On Sunday my daughter had a party to say goodbye to her Montessori friends, as only four of them are gonna be in her school in September, she asked some friends from Montessori and outside,my eldest son had a friend there and my boyfriend and his two boys were there. My daughter wanted her dad to be there, and my boyfriend to be there, so they could meet her friends (it seemed important to her). So on Sunday we were a Woody Allen movie, my current and my ex partners, our assorted children, all milling around.

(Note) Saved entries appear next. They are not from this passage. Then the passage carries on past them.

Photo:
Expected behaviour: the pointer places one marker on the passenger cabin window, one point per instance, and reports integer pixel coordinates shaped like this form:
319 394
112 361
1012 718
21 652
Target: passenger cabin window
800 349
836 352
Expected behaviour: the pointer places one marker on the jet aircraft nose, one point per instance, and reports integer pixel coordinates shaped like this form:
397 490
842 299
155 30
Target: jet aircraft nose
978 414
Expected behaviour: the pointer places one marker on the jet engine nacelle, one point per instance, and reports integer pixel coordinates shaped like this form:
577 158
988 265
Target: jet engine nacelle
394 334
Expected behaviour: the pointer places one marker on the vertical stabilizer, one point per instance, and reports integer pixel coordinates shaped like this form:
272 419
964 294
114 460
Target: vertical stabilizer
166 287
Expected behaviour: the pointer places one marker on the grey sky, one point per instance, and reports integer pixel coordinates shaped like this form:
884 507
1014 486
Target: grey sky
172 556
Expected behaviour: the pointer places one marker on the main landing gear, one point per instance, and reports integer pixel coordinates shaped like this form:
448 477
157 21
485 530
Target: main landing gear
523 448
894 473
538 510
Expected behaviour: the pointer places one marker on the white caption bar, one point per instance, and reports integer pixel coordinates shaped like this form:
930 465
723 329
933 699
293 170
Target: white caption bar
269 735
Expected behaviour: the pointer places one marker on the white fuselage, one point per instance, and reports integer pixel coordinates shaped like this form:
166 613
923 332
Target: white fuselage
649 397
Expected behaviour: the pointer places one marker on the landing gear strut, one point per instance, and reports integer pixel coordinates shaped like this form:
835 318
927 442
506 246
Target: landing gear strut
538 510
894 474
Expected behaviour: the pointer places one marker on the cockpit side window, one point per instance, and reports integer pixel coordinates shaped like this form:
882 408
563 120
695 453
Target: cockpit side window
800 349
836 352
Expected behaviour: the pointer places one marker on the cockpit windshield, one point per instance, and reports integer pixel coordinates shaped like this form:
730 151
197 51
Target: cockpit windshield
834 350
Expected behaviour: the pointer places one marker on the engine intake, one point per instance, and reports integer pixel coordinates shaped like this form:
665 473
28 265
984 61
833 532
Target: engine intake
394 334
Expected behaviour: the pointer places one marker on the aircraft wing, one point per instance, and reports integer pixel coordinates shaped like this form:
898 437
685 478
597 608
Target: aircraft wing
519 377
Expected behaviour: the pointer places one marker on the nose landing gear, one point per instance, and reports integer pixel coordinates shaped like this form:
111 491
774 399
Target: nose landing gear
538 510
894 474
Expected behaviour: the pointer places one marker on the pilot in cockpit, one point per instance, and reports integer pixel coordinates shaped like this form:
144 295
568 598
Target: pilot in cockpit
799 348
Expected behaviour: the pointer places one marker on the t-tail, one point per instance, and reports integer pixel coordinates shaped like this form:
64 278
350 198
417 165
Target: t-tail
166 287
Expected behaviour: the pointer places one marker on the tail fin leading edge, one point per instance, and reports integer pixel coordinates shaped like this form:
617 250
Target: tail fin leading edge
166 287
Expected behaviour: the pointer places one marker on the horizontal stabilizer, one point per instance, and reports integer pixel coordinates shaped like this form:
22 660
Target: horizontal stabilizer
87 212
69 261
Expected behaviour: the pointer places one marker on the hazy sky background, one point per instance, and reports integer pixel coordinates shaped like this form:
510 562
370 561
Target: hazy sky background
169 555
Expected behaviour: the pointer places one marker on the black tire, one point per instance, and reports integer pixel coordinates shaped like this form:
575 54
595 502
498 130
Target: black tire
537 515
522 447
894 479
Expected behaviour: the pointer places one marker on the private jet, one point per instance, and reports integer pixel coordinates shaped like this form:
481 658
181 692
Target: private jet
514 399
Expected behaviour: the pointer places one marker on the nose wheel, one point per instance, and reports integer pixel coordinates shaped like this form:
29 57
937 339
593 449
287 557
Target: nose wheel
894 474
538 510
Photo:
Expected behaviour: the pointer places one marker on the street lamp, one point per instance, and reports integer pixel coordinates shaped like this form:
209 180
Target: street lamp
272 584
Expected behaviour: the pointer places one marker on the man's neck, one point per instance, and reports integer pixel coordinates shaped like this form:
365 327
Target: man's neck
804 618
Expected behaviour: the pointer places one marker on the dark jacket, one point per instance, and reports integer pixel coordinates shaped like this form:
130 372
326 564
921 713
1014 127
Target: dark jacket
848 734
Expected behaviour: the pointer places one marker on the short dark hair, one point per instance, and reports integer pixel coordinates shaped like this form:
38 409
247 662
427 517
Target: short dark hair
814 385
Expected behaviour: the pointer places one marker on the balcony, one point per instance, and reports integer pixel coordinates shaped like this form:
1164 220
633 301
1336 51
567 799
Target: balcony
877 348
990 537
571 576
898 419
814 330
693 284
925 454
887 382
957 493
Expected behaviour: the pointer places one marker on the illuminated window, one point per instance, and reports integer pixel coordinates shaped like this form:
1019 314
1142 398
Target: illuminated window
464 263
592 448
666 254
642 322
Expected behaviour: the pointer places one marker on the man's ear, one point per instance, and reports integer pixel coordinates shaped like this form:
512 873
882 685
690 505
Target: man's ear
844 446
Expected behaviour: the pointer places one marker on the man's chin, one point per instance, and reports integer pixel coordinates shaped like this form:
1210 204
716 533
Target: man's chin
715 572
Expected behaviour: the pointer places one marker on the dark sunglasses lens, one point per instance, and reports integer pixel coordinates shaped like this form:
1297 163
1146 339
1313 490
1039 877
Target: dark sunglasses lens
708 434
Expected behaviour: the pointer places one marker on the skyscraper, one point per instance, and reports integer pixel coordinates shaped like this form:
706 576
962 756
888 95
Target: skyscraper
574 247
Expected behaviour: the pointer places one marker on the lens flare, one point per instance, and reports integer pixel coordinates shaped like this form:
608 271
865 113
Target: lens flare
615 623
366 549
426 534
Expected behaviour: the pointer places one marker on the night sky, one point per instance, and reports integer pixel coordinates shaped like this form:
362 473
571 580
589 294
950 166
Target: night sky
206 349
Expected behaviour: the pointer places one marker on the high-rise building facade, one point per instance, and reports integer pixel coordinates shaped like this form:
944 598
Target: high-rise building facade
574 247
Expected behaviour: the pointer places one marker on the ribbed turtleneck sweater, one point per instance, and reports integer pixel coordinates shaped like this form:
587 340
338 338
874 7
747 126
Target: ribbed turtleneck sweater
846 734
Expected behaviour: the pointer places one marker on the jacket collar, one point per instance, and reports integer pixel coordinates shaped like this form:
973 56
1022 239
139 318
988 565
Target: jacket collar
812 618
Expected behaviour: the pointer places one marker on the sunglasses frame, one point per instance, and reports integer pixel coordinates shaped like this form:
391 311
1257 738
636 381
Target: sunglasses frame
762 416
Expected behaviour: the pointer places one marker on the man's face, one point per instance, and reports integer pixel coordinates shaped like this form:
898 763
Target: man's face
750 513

Now my ex and current partner have met each other several times, but haven’t interacted together in front of the children and I suppose it was important for them to see them get along and see it as a “normal” situation. So in the play centre when the yummy mummies showed up to drop off their little angels, there I was with the two men in my life, they sat, drank coffee, talked, read the paper, alternated between playing with the kids or holding the baby……it was quite bizarre to see, but lovely and it made my heart sing.
I am having my fourth child with someone new, he is going to be a huge part of my childrens life, and at the same time my ex is going to be a huge part of his baby’s life! It is a very modern situation, we are all singing off the same hymn sheet at the moment, we are all thinking about the kids, what is best for them, but also what is best for us. My ex was my partner for 16 years, my boyfriend could learn a lot about how to deal with me from him, we all need a united front when it comes to dealing with the kids, everyone knows you can’t show any weakness!
Maybe I am an aging hippy, maybe I am not stoical but naive, but I believe it is possible to live an alternative lifestyle, to be an alternative family, where who is who and what is what isn’t as important as the quality and quantity of love present, am I crazy?